Quo vadis financial centre UK post Brexit?
My former EUI colleague Christy Petit and I have written a report for the European Parliament, published last week on recent trends in UK financial sector regulation and implication for financial sector cooperation between EU and UK. A short summary.
Brexit has posed unique challenges for financial sector policymakers in the EU as the most important financial centre in Europe is now outside its regulatory framework. The Trade and Cooperation Agreement agreed in December 2020 between the UK and the EU includes a very thin financial sector chapter, with eight out of 783 articles directly covering this sector. A Memorandum of Understanding to establish EU-UK structured regulatory cooperation on financial services has not been signed and any regulatory cooperation has been paused due to the conflict about the Northern Ireland Protocol, part of the UK Withdrawal Agreement.
Divergence of UK regulation from EU regulation is almost a given outcome following Brexit. The UK’s rationale to actively diverge from the EU pertains to broader political choices and regulatory objectives: flexibility, common law principles-based, competitiveness, growth, and innovation. In addition to such active divergence, there can also be passive divergence, with the UK not keeping up with EU legislative changes or not following new EU regulation in the financial services sector. While there has not been that much divergence yet, one can expect a fair amount over the coming years.
We discuss different scenarios of low, medium and high divergence in the report. Which scenario will materialise is almost impossible to predict, but will to a large extent depend on the resolution of the current stand-off between the EU and the UK over the Northern Ireland Protocol. Before the resolution of this conflict, it is difficult to see any progress happening in terms of regulatory cooperation in the financial sector. A lot will also depend on future governments in the UK and whether they want to bet the economic future of the country on an aggressive strategy to grow the financial sector, including in new segments, such as crypto.

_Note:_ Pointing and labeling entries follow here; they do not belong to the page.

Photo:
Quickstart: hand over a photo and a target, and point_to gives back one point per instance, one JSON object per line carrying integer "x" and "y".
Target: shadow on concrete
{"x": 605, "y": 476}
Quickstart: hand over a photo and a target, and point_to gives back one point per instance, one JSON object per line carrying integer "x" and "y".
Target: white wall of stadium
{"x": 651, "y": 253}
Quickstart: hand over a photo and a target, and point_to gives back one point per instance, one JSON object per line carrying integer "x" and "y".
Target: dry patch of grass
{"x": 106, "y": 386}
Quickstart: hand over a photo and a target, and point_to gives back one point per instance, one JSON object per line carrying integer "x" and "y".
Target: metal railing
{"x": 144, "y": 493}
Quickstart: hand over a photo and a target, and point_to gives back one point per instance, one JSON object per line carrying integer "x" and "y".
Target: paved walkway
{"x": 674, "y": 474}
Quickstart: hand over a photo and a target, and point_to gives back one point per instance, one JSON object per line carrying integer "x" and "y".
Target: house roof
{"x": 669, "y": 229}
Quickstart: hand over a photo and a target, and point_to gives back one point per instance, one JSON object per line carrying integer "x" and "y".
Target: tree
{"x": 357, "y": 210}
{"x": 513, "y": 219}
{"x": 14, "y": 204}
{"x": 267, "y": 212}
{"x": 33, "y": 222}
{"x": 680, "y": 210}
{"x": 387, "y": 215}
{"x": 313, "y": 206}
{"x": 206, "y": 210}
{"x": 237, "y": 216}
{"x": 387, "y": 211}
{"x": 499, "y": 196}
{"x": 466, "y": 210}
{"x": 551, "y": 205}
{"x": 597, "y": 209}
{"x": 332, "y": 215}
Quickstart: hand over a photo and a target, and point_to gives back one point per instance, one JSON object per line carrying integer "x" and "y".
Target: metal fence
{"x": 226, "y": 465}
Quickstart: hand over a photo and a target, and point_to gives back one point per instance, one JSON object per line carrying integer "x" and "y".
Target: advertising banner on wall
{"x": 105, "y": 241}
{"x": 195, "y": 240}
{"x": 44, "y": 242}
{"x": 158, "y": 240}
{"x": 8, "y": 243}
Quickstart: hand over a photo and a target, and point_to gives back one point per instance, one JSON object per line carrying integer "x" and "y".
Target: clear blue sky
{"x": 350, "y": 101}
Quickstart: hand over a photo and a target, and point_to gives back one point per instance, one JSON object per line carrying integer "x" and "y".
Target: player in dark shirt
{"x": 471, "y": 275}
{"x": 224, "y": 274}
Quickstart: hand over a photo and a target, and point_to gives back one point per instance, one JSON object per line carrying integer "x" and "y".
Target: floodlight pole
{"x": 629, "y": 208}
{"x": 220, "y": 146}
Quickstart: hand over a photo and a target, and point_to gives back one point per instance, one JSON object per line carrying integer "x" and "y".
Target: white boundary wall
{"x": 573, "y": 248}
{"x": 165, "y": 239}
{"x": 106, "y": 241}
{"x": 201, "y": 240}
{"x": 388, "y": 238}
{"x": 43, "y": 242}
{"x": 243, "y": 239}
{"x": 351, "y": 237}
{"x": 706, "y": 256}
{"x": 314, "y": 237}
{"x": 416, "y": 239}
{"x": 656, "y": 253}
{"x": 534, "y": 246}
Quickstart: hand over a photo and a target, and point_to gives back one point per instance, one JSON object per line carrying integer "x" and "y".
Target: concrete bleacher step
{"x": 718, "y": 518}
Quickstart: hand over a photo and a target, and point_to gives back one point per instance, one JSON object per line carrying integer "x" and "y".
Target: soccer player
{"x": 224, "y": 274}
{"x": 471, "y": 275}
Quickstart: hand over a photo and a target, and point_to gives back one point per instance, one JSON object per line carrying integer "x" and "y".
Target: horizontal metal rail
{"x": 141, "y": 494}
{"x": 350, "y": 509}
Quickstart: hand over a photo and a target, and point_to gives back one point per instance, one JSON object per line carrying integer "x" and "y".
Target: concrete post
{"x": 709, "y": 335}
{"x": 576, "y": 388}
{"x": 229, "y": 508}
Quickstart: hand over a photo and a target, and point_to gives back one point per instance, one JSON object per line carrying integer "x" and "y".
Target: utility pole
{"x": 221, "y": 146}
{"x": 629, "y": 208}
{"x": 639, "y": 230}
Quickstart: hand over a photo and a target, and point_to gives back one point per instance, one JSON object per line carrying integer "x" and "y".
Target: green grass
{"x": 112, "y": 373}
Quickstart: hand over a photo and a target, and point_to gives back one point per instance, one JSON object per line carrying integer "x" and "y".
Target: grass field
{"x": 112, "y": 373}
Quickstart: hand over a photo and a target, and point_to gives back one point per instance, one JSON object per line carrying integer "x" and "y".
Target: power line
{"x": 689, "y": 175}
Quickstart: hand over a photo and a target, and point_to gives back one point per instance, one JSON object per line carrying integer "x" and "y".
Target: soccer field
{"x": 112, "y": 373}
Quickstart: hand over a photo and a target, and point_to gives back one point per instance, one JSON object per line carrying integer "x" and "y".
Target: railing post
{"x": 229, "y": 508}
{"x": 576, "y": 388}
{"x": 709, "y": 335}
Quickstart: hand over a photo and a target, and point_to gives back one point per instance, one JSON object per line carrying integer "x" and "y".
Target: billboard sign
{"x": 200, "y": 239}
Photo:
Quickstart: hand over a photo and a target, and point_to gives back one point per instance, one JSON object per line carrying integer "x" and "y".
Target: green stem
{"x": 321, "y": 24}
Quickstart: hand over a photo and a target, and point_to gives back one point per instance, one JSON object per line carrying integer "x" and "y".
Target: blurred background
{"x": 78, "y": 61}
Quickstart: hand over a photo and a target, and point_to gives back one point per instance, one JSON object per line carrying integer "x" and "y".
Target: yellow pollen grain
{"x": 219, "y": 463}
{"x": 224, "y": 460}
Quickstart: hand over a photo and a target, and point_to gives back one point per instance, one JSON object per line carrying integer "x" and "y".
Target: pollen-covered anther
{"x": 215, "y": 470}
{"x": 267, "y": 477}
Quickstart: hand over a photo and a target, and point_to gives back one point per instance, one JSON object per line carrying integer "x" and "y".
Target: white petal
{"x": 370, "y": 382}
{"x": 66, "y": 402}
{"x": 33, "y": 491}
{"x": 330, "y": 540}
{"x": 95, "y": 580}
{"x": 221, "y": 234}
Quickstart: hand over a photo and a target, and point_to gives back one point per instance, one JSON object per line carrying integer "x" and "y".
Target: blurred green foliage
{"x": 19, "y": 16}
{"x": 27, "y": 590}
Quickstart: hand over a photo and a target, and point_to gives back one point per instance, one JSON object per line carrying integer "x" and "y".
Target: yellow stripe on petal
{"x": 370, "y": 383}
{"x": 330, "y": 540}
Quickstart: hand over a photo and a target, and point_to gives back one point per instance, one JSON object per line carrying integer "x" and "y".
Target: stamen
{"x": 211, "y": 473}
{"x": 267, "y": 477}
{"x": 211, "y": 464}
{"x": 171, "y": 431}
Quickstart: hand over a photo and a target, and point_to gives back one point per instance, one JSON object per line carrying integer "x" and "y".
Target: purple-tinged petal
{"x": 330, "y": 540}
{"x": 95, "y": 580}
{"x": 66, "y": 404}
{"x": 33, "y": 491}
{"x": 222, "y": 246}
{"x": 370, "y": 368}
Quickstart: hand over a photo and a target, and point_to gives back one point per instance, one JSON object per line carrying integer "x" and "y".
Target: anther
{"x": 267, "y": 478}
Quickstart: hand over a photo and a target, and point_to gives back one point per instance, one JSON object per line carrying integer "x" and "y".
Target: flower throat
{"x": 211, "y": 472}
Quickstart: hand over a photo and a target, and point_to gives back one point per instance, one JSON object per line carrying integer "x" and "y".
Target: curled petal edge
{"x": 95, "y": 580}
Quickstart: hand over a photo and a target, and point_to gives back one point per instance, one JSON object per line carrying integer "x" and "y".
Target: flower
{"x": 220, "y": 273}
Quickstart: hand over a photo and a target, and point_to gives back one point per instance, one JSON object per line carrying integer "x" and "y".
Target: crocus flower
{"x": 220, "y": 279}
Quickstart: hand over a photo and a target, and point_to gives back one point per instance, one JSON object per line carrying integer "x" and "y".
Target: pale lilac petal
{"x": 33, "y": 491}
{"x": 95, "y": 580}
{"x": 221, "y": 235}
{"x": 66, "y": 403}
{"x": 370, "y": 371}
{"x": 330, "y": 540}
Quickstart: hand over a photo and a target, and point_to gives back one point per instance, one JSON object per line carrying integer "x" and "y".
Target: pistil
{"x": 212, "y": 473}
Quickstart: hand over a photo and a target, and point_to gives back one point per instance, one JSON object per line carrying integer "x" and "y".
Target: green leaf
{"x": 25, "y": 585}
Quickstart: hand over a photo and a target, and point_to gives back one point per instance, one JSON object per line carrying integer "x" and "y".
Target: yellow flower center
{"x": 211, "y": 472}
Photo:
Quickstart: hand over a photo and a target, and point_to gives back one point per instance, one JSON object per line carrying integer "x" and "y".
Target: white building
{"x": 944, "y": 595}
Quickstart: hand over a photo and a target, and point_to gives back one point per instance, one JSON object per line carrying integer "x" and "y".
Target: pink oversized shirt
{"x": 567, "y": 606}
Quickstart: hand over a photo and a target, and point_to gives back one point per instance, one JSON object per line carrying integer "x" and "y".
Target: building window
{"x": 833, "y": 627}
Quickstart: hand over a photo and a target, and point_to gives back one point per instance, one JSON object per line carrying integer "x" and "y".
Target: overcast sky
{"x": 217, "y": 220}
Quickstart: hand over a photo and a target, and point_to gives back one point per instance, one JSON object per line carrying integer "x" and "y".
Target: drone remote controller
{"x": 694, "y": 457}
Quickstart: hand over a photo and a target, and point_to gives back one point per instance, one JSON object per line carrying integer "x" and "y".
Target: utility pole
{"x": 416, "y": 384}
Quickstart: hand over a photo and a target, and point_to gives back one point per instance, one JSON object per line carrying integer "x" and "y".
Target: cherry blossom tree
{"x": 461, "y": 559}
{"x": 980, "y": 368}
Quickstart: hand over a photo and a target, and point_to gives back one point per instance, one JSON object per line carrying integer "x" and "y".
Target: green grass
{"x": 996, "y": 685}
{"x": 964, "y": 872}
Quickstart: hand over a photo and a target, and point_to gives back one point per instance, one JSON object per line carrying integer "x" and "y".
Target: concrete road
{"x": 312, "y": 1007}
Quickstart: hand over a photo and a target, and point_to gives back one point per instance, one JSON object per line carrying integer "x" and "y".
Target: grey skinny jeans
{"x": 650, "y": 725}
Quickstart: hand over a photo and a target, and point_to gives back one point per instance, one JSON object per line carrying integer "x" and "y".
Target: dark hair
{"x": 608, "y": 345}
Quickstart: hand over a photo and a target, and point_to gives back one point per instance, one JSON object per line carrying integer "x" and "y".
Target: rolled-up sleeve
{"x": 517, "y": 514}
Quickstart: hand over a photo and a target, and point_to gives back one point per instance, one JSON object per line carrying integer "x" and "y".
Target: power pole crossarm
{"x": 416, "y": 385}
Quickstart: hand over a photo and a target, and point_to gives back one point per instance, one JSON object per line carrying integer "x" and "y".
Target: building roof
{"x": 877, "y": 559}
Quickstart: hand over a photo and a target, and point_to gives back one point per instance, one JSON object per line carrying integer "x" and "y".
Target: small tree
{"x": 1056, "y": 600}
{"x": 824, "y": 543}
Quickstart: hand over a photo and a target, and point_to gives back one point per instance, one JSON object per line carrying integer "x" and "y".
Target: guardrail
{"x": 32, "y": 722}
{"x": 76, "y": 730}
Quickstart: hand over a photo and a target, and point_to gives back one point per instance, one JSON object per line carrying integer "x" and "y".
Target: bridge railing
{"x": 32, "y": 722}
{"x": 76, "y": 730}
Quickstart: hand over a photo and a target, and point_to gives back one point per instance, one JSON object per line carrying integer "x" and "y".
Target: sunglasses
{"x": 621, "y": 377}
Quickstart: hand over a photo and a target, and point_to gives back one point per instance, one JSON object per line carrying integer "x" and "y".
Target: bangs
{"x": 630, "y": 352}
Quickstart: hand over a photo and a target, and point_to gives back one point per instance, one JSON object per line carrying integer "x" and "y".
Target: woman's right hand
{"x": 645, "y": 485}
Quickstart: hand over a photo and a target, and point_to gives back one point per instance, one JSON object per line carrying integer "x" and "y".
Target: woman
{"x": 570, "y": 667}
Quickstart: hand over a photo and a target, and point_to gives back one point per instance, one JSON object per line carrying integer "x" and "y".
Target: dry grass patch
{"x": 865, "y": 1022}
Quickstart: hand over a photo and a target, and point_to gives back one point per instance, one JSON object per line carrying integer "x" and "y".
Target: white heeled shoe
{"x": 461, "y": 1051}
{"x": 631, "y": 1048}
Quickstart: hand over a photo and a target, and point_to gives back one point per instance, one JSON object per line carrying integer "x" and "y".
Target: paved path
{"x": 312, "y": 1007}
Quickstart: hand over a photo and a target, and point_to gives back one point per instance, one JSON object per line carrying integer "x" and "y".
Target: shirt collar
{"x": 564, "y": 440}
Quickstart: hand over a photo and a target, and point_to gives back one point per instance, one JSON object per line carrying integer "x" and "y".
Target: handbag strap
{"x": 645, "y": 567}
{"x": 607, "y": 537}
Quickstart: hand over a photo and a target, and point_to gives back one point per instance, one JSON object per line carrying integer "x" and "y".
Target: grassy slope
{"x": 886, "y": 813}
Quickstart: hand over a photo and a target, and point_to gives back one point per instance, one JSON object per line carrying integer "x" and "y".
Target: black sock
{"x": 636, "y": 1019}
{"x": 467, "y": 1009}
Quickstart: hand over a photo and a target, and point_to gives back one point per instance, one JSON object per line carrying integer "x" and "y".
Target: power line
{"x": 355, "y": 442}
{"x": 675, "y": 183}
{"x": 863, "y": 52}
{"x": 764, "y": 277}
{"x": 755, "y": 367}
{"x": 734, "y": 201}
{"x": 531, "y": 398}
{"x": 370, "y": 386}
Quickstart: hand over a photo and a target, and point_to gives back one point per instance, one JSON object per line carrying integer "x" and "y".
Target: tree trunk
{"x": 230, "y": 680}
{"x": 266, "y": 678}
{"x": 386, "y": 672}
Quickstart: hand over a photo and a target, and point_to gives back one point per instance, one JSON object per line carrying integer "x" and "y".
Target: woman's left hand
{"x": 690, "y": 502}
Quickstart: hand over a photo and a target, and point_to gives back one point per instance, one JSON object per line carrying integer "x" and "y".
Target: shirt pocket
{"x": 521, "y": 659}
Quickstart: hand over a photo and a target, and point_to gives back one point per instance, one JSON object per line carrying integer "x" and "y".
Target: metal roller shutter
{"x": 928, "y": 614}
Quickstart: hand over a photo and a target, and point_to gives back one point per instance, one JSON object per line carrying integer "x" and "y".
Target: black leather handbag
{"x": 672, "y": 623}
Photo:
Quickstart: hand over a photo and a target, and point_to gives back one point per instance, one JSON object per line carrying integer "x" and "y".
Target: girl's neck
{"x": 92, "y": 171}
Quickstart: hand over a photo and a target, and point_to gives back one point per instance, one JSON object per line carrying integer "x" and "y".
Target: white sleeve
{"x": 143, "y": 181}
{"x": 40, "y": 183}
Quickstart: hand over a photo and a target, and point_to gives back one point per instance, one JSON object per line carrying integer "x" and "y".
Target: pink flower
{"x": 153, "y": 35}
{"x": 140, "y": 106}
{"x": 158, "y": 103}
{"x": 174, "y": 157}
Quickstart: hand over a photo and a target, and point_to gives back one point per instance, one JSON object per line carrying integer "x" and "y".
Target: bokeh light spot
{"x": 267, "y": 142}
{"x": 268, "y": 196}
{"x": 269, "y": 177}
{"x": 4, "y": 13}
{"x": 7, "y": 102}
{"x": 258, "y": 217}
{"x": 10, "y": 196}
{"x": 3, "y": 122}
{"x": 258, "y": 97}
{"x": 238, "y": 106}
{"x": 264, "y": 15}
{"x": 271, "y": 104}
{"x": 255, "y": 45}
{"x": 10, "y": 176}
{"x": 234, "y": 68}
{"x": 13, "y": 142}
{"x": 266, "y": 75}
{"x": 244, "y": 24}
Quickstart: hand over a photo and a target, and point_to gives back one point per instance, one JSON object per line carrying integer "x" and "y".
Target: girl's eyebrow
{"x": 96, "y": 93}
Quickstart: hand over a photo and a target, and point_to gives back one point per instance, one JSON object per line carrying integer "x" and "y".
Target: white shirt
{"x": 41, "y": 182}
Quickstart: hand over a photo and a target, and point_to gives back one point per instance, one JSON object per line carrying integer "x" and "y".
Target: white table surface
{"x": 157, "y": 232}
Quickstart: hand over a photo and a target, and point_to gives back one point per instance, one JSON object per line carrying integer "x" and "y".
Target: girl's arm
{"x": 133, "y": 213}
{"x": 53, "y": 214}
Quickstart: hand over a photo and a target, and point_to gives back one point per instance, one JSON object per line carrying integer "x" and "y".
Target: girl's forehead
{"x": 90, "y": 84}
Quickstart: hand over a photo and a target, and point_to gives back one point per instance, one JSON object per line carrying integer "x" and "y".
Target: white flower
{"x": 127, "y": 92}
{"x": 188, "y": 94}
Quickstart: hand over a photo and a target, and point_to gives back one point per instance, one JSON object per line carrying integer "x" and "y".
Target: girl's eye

Since 1 January 2021, the UK is a third country and access to the European Single Market can only be given through equivalence decisions by the European Commission, based on the principle of proportionality and a risk-based assessment, but also with some degree of unilateralism and discretion, including political factors. One specific challenge for European authorities is the treatment of CCPs in London. On the one hand, there is the intention to build more clearing capacity within the EU, in particular with the legislative proposals from the European Commission to further develop the EU Capital Markets Union in December 2022. On the other hand, there are financial stability concerns on having a large part of transactions be cleared outside the EU. Supervisory cooperation is therefore critical, but equivalence decisions are not exclusively driven by technical criteria but also by (legal/political) risks stemming from a scenario where such an equivalence would be withdrawn.
Writing this report was not without challenges, the main one being that things change rapidly in London, with new political initiatives popping up frequently, but not always followed through. One can also clearly see a tension between the current government wanting to grow the financial centre UK, similarly as before the Global Financial Crisis, as engine for the overall UK economy, while regulatory and supervisory authorities are much more cautious and more focused on stability. This tension will continue to play out and partly drive the degree of active divergence we will observe between regulation in the UK and the EU.